Нанося визиты, он неизменно слышал упоминания о мисс Баттон. Причём её брат глубоко уважал её, его жена слегка её опасалась, хоть и хотела подружиться с ней всей душой. Миссис Кавальо настороженно относилась к занятой неженскими делами девушке, которая и не заговаривала о браке. А сеньор Джованни преклонялся перед её умом, энергией и знаниями. Обладая более практичным разумом, чем мистер Артур, он частенько помогал ей дельными советами, случалось, правил чертежи или беседовал с механиками, обнаружив у себя склонность к неаристократическим ремёслам. Женщины же не могли её понять. Их пугало её вдруг возникшее стремление к независимости. В то время как Элис Кавальо видела смысл своей жизни в рождении и воспитании детей, Франческа Баттон – в жертвенной любви к мужу и дочери, Джулия Баттон не считала это целью своей жизни. За свои двадцать четыре года она ни разу не получила предложений о замужестве, и не рассчитывала получить впредь. Она, конечно, хотела иметь семью и детей. И на её глаза не раз наворачивались слёзы, когда она навещала своего брата и его жену: маленькая София не утомляла её своей непоседливостью. Она вызывала в ней только тихую грусть. Но, поскольку женихи не выстраивались в очередь у её дверей, Джулия решила помогать своей семье тем, чем умела: если не выгодным замужеством, то самоотверженным трудом. А молодые женщины, обладавшие на редкость несхожим темпераментом, не сговариваясь, пришли к мысли, что неплохо было бы свести мистера Сворда и мисс Баттон – их взаимная непохожесть придала бы им обоим недостающие черты: мистеру Сворду – глубину суждений, а мисс Баттон – мягкость характера. На что Артур, заслышавший как-то очередной разговор дам на эту тему, не забыл напомнить, что в своё время его отец уже предпринял попытку познакомить ветреного аристократа и свою серьёзную сестру. Но они не произвели тогда друг на друга хорошего впечатления, расставшись со взаимным желанием никогда друг с другом не встречаться. А заносчивый сэр Сворд вообще не хотел о ней ничего слышать, видя в ней воплощение всех недостатков женщин, их глупости, занудства, недалёкости и желания совать свой нос туда, куда им не надо в силу своего женского, а значит весьма посредственного ума.

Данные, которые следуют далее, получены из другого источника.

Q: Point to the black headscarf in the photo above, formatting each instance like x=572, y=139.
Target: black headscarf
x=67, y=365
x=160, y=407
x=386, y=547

– Дорогой, ваша сестра просто не умеет себя показать, – ответила на это его жена. – Она как жемчужина в раковине: чтобы понять её красоту, надо её раскрыть. Она не ваша младшая сестра, прошу меня простить, блеск которой виден всем, но за которым ничего нет. Чтобы Джулия понравилась, её надо заставить раскрыть свою душу.
– Сама она ни за что не допустит в свою душу никого, – сказал Артур. – Она очень холодна. Хотя доброта её безгранична, – добавил он, вспомнив вовремя присланный мисс Джулией чек на его собственную свадьбу. Чек, стоивший самой Джулии многих дней упрёков отца, рассерженного, что с ним не сочли нужным посоветоваться, и неудобств самой Джулии, которой надо было покрывать эти расходы из каких-то иных средств.
– Она не холодна, – поправила его жена. – А застенчива и скромна. И до смерти боится быть навязчивой, бестактной и нелепой, доставить неудобство, ранить бесцеремонностью и самодовольством. Боится быть неловкой и смешной. Не хочет быть такой, как, простите меня снова, дорогой, но как члены вашей семьи. И от этого она одинока. Она очень ранима и трогательна. Как София, только старше.
Артур от души рассмеялся.
– Трогательна! Видели бы вы, сеньора, как она ставила на место клерка в конторе или подрядчика на стройке! Вы бы так не говорили!
– То, что она самостоятельная и сильная личность, в отличие от вашей младшей сестры, я не отрицаю. Но это не мешает ей быть ранимой и одинокой, – настаивала его жена.